BRIEF DESCRIPTION OF THE DRAWINGS
FIG. 1 is functional block diagram of an interactive theater system of an embodiment of the invention such as may be used in an entertainment or educational application to allow differing audience members to view differing video streams projected upon a single display surface or screen;
FIG. 2 illustrates schematically management or use of image streams by an interactive system of the invention such as the systems of FIGS. 1 and 3;
FIG. 3 illustrates another functional block diagram similar to FIG. 1 illustrating aspects of an interactive theater system using optical filters adapted to operate in differing operating states to select or filter differing video streams projected upon a display surface or screen;
FIG. 4 is a schematic of another interactive theater system of an embodiment that utilizes LCD shuttered glasses with a user input device with buttons/switches for selecting the shutter rate and, therefore, a particular displayed video stream;
FIGS. 5A-5F illustrate a display with multiple video streams/images displayed "concurrently" upon the display as well as each individual stream that may be viewed by an audience member via an optical filter set to a particular operating state; and
FIGS. 6A-6D illustrate a display surface similar to that of FIGS. 5A-5F used to provide a multiple point of view (POV) storytelling implementation or operation of an interactive theater of the invention.
DETAILED DESCRIPTION OF THE PREFERRED EMBODIMENTS
Briefly, embodiments of the present invention are directed to methods and systems for providing an interactive theater with enhanced audience participation. The interactive theater systems described herein generally include a projection assembly that operates to project or display two or more image streams upon a display surface (e.g., a theater screen or the like). The interface theater system also includes two or more optical filters that can be operated to select two or more differing operating states or channels such that audience members can be watching each of the two or more displayed video streams. The optical filters may have their operating states controlled or changed by the audience members such as the user providing a type of "user input" such as simply pushing a button or selection mechanism on the filters or on a selector in communication with a filter controller to alter the filter's operating state (e.g., shuttered glasses with a channel selector operable by the user to change channels by changing shutter speed to synchronize with a differing one of the image streams on the display). In other cases, the operating state is changed remotely such as by sensing a user action/movement or user or to provide a desired show effect to change the operating state of one or more of the optical filters to change the image stream during the particular show or event. The interactive theater system also includes a system controller to synchronize operation of the projectors and of the optical filters such as by including a shutter controller for the projectors and synchronizing operation of these shutters with shuttered glasses worn by the audience. The system controller may also transmit selector enable signals to control when audience members may change the operating states of their optical filters and/or transmit channel/state selection signals to remotely alter the optical filters such that at least some of the audience members view differing ones of the displayed image streams.

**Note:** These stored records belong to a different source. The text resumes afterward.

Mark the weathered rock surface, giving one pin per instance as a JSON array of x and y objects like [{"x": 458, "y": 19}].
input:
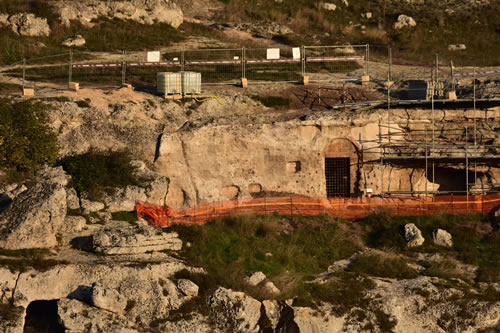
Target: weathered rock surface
[
  {"x": 234, "y": 311},
  {"x": 26, "y": 24},
  {"x": 142, "y": 11},
  {"x": 72, "y": 200},
  {"x": 271, "y": 288},
  {"x": 133, "y": 240},
  {"x": 187, "y": 287},
  {"x": 328, "y": 6},
  {"x": 89, "y": 206},
  {"x": 39, "y": 211},
  {"x": 457, "y": 47},
  {"x": 77, "y": 316},
  {"x": 404, "y": 21},
  {"x": 256, "y": 278},
  {"x": 155, "y": 191},
  {"x": 413, "y": 235},
  {"x": 442, "y": 238},
  {"x": 76, "y": 41},
  {"x": 108, "y": 299}
]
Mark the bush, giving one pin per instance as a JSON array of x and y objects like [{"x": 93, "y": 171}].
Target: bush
[
  {"x": 27, "y": 143},
  {"x": 95, "y": 173}
]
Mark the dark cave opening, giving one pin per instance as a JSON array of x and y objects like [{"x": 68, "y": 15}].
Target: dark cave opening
[{"x": 42, "y": 317}]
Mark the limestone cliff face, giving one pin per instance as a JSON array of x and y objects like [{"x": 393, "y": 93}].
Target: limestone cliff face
[{"x": 235, "y": 149}]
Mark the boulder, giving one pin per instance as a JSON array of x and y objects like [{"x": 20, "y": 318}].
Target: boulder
[
  {"x": 36, "y": 215},
  {"x": 134, "y": 240},
  {"x": 74, "y": 224},
  {"x": 76, "y": 315},
  {"x": 272, "y": 310},
  {"x": 234, "y": 311},
  {"x": 27, "y": 24},
  {"x": 187, "y": 287},
  {"x": 76, "y": 41},
  {"x": 154, "y": 191},
  {"x": 72, "y": 200},
  {"x": 271, "y": 288},
  {"x": 91, "y": 206},
  {"x": 328, "y": 6},
  {"x": 404, "y": 21},
  {"x": 442, "y": 238},
  {"x": 255, "y": 278},
  {"x": 457, "y": 47},
  {"x": 108, "y": 299},
  {"x": 413, "y": 235},
  {"x": 145, "y": 12}
]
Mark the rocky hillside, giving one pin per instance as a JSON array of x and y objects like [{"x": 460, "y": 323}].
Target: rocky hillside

The interactive theater systems and methods may provide "on demand" experiences where audience members can switch between viewing channels or filter operating states at any time during display of a set of video streams on a display surface. In other cases, the system controller or other devices may operate to only allow switching at particular points in time, and the switching may be manual by the operator or automatically based on user input/actions (e.g., determining when an audience member takes an action such as leaning to the left or right in their chair). In this description, "user input" is considered to cover nearly any action that can be processed or used to choose between various image streams (e.g., a physical action or speech and so on). A significant aspect is that the image streams are typically not altered during an event or display activity such that the users are not changing image streams but, instead, the users or audience members (or the system controller) are changing operation of their corresponding optical filter during the display event or activity such that their viewed image may be considered an individual-selectable video stream. The following description first provides several systems that may be used to provide interactive theater experiences with audience participation/control. The description then discusses several implementations that include audience participation and unique storytelling aspects achievable due to ability to switch the image stream viewed by subsets of the audience using a single (or smaller number) of display surfaces.

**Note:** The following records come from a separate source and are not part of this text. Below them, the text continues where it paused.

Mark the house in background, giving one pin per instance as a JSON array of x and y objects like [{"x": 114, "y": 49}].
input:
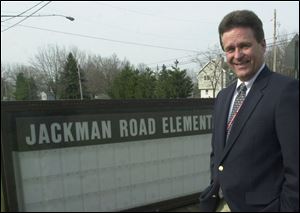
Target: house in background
[
  {"x": 291, "y": 59},
  {"x": 213, "y": 77}
]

FIG. 1 illustrates an interactive theater system 100 of one embodiment of the invention. As shown, the system includes a projection assembly with a set of four projectors 110 operating to project or display a set of image streams 114. High frequency shutters 112 are provided at the projector outputs to time multiplex the frames of the streams 114 from the projectors 110 as is known in the art for use in creating 3D imagery and providing multiple 2D image streams. In this description, though, these streams are considered to be "concurrently" displayed upon a display screen or device 116 with a rear surface 117 and a front or viewing surface 119 exposed to a plurality of viewers or an audience. These images 114 are considered concurrent as rate or frequency is such that there is no or little perceptible delay of the streams when a viewer switches between the streams. Four projectors 110 are shown but 2 to 6 or more may be used in the projection assembly and the high frequency shutters 112 may operate at a wide range of frequencies to open and close such as 50 to 300 Hertz (Hz) or more.

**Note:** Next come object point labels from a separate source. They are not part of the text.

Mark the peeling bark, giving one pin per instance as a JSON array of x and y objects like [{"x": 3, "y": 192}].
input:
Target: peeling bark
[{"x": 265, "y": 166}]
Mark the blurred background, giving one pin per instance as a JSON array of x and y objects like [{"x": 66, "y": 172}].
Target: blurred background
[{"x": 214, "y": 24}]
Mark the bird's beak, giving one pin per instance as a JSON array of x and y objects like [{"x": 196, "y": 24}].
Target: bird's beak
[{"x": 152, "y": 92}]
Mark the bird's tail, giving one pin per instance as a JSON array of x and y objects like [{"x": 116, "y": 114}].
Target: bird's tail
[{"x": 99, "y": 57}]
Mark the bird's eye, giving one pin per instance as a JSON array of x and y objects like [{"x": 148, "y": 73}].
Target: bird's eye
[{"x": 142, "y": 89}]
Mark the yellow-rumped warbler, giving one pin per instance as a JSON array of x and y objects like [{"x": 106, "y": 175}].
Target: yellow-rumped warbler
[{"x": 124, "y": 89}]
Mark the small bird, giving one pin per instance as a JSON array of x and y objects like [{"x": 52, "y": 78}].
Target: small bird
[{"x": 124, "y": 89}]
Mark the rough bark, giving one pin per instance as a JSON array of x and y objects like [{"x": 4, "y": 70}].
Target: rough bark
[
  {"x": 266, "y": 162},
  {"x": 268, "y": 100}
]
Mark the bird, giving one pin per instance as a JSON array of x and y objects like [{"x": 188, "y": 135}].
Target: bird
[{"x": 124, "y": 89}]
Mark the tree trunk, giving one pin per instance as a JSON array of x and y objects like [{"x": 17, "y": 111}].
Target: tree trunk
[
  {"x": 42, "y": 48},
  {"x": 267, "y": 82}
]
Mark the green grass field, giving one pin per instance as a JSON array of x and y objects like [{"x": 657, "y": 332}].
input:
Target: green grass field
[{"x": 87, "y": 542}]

The system 100 also includes a system controller 120 that includes a time code module 126 for providing a time code signal to the projectors 110 such as an SMPTE time code signal to synchronize their operation to display images 114, and the time code module 126 may be used to generate with a major frame synchronization signal via module 124 such as at 50 Hz or another useful frequency that is used by shutter controller 122 to operate shutters 112. The controller may be set to a particular frame offset, and a synchronization signal (or timing reference pulse) 132 may be transmitted from the controller 120 to synchronize operation of optical filters such as the illustrated glasses 140 used by the audience or this signal/synchronization portion may be provided in streams 114 (e.g., IR embedded in signal and glasses are configured to respond). The system controller 120 may also include a selector enable module 130 to transmit a control signal 134 to limit when audience members may change operation of their optical filters or to remotely change the operating state of the optical filters. For example, the selector enable module 130 may issue the signal 134 during an interactive game provided by system 100 to allow audience members to provide user input to change channels to select one of the image streams 114. Alternatively, the controller 120 may operate the selector enable module 130 to transmit the remote channel changing signal 134 to a subset of the user devices to change the operating state of their optical filters to change the viewed image stream of that subset of the audience.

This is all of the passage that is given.